To Registered Holders and The Depository Trust Company Participants:

      We are enclosing herewith the materials listed below relating to the offer by AirGate PCS, Inc., a Delaware corporation (the “Issuer”), to exchange its First Priority Senior Secured Floating Rate Notes due 2011, which have been registered under the Securities Act of 1933 (the “New Notes”), for a like principal amount of its issued and outstanding First Priority Senior Secured Floating Rate Notes due 2011, which are not registered under the Securities Act of 1933 (the “Original Notes”), upon the terms and subject to the conditions set forth in the Issuer’s Prospectus, dated                     , 200     (the “Prospectus”) and the related Letter of Transmittal (which, together with the Prospectus constitute the “Exchange Offer”).

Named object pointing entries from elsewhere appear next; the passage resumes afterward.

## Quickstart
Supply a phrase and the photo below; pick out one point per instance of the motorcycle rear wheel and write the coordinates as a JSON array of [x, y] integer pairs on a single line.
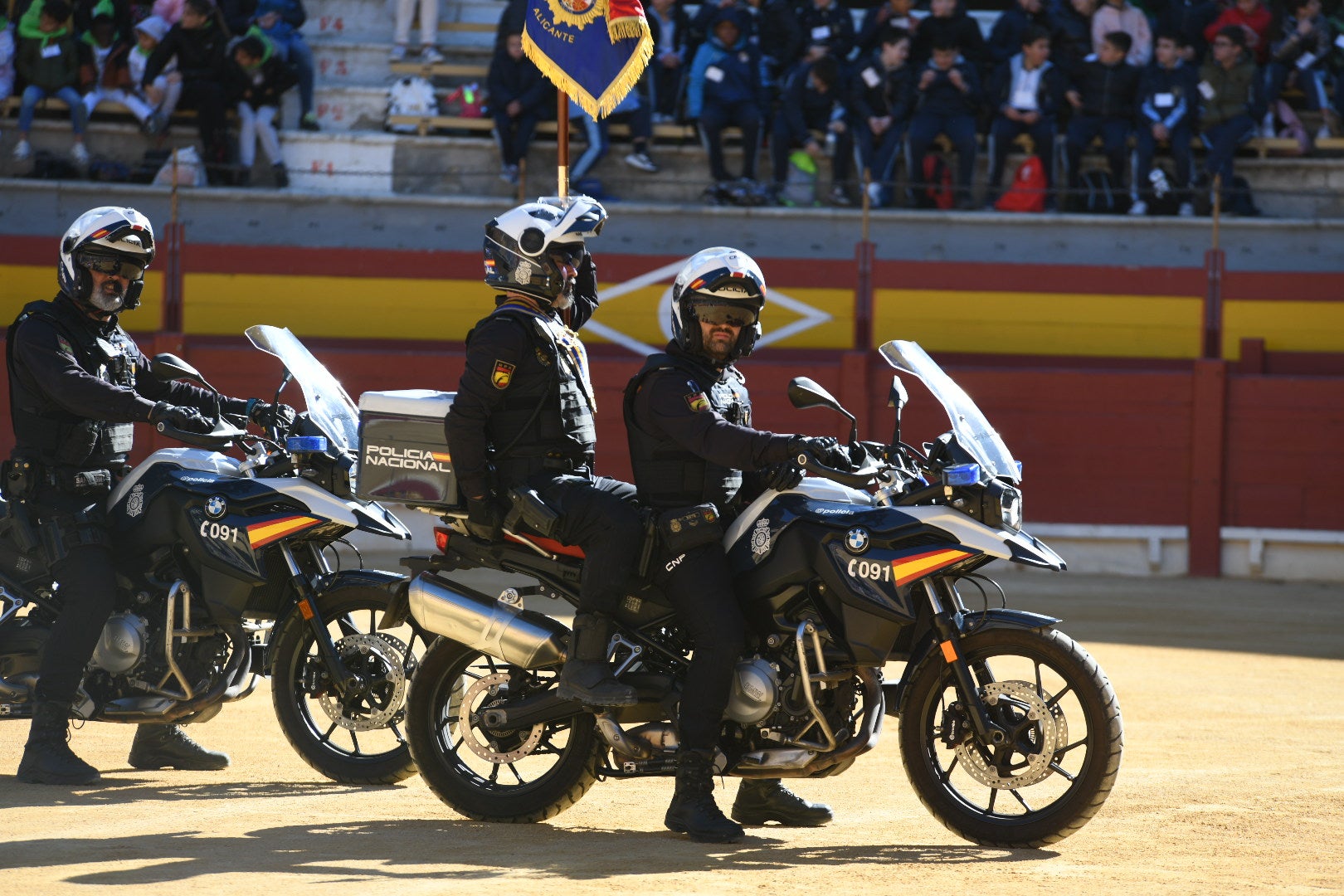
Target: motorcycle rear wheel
[[519, 777], [1064, 752], [355, 740]]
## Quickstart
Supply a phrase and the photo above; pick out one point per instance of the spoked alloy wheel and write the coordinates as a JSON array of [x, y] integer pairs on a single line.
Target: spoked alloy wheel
[[514, 776], [353, 738], [1062, 754]]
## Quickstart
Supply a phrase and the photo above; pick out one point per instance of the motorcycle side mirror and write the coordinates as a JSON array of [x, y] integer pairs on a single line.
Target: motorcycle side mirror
[[804, 392], [169, 367]]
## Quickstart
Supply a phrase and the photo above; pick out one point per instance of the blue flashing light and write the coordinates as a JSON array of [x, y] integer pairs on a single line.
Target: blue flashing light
[[962, 475], [296, 444]]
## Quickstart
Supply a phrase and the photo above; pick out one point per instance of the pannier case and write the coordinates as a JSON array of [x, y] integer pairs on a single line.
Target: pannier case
[[402, 449]]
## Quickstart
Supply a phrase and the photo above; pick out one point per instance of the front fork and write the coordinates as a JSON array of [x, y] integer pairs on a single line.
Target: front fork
[[947, 637]]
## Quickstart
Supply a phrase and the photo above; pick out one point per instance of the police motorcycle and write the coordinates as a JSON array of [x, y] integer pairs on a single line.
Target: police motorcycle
[[1010, 733], [226, 574]]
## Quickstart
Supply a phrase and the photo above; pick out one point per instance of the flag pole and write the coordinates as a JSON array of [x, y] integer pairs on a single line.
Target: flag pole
[[562, 144]]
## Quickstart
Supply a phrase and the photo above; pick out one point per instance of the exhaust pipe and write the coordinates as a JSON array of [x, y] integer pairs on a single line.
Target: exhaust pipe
[[520, 637]]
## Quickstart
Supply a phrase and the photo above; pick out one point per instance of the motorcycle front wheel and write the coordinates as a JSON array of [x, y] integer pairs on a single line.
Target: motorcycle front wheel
[[1060, 759], [353, 738], [519, 776]]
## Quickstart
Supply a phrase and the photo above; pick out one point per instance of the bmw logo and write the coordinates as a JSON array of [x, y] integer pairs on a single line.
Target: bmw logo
[[856, 540]]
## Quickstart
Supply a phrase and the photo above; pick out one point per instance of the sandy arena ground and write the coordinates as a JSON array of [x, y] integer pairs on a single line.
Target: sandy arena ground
[[1233, 781]]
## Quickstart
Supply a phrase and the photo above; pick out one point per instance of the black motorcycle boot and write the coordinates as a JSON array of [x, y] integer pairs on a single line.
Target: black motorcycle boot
[[47, 758], [169, 747], [587, 676], [761, 800], [693, 811]]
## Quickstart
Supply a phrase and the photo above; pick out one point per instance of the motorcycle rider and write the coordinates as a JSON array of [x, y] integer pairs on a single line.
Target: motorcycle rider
[[523, 419], [77, 384], [689, 421]]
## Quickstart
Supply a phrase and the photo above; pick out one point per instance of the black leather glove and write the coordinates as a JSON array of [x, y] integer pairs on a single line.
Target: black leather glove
[[187, 419], [782, 477], [485, 518], [280, 416], [825, 449]]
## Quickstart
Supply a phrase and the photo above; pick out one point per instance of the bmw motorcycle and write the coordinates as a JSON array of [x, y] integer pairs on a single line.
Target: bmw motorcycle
[[1010, 733], [225, 572]]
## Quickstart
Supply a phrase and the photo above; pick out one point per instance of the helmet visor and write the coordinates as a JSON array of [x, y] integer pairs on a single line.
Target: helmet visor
[[724, 314]]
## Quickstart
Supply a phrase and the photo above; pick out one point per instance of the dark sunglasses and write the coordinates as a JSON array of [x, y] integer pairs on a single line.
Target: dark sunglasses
[[114, 268], [721, 314]]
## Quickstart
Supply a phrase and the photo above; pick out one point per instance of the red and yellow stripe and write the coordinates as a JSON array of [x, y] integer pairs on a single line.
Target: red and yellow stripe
[[262, 533], [906, 570]]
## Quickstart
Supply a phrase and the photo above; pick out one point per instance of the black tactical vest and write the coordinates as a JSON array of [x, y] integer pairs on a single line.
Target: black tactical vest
[[668, 476], [546, 419], [43, 430]]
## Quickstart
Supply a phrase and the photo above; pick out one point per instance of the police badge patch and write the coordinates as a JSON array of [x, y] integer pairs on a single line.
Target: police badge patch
[[503, 373]]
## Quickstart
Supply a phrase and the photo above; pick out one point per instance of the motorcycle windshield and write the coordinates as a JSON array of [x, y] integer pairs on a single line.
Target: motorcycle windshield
[[329, 405], [972, 429]]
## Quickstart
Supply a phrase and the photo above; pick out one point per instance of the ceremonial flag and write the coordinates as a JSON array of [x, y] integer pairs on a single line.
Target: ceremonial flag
[[593, 50]]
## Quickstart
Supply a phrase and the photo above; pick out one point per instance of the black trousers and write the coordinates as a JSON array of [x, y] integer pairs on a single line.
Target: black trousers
[[600, 516], [699, 583], [74, 527]]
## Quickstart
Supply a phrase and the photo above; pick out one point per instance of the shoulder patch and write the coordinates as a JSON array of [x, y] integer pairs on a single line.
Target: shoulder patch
[[503, 373]]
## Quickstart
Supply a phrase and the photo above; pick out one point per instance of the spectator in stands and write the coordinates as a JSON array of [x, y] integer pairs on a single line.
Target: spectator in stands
[[260, 78], [1070, 38], [104, 67], [668, 26], [197, 42], [1103, 105], [827, 28], [1300, 56], [815, 100], [519, 97], [168, 84], [1168, 101], [1121, 15], [728, 88], [1229, 106], [1186, 21], [280, 22], [49, 62], [1253, 17], [1027, 93], [1006, 37], [879, 21], [947, 97], [429, 30], [882, 100]]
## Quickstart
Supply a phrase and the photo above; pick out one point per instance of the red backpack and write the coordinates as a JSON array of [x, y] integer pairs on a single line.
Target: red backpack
[[1029, 188]]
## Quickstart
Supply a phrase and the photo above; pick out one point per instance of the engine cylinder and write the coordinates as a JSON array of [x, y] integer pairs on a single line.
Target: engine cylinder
[[522, 637]]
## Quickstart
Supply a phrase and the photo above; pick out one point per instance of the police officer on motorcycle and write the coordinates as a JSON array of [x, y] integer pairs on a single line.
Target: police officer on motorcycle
[[689, 421], [523, 421], [77, 384]]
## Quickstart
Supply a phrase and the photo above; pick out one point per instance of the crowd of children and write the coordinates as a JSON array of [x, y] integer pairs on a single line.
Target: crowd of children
[[153, 60]]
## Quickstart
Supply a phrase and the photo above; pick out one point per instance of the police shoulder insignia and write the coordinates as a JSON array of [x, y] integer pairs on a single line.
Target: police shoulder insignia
[[503, 373]]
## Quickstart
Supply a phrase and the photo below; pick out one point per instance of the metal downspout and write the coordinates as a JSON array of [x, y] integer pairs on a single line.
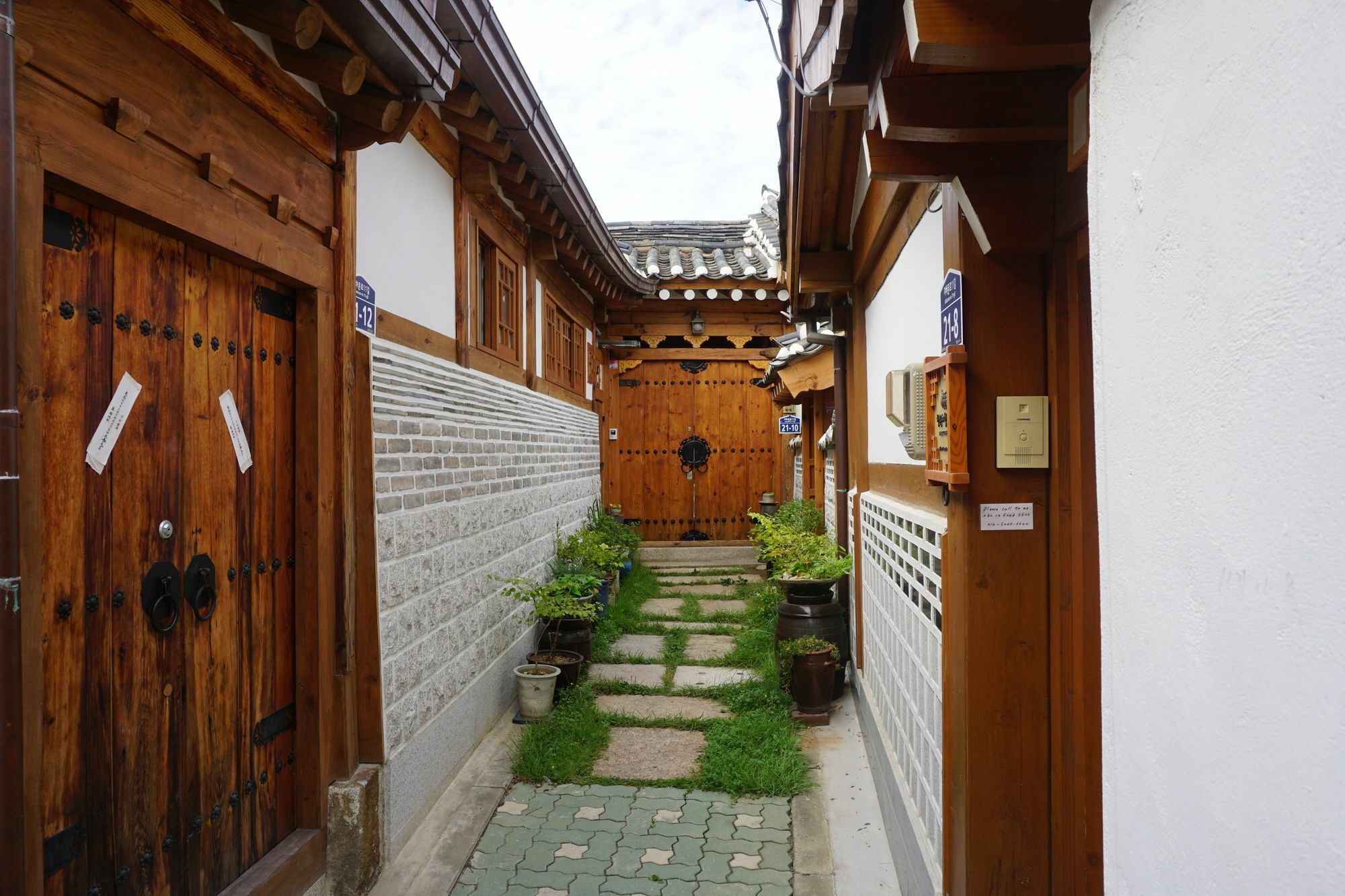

      Enclosed herewith are copies of the following documents:

        1. Prospectus;
 
        2. Letter of Transmittal;
 
        3. Notice of Guaranteed Delivery; and
 
        4. Letter which may be sent to your clients for whose account you hold Original Notes in your name or in the name of your nominee, with space provided for obtaining such client’s instruction with regard to the Exchange Offer.

      We urge you to contact your clients promptly. Please note that the Exchange Offer will expire on 5:00 p.m., New York City time, on the Expiration Date unless extended.

      The Exchange Offer is not conditioned upon any minimum number of Original Notes being tendered.

      The Issuer will not pay any fee or commissions to any broker or dealer or to any other persons (other than the Exchange Agent) in connection with the solicitation of tenders of Original Notes pursuant to the Exchange Offer. The Company will pay or cause to be paid any transfer taxes payable on the transfer of Original Notes to it, except as otherwise provided in Instruction 11 of the enclosed Letter of Transmittal.

      Additional copies of the enclosed material may be obtained from the Exchange Agent.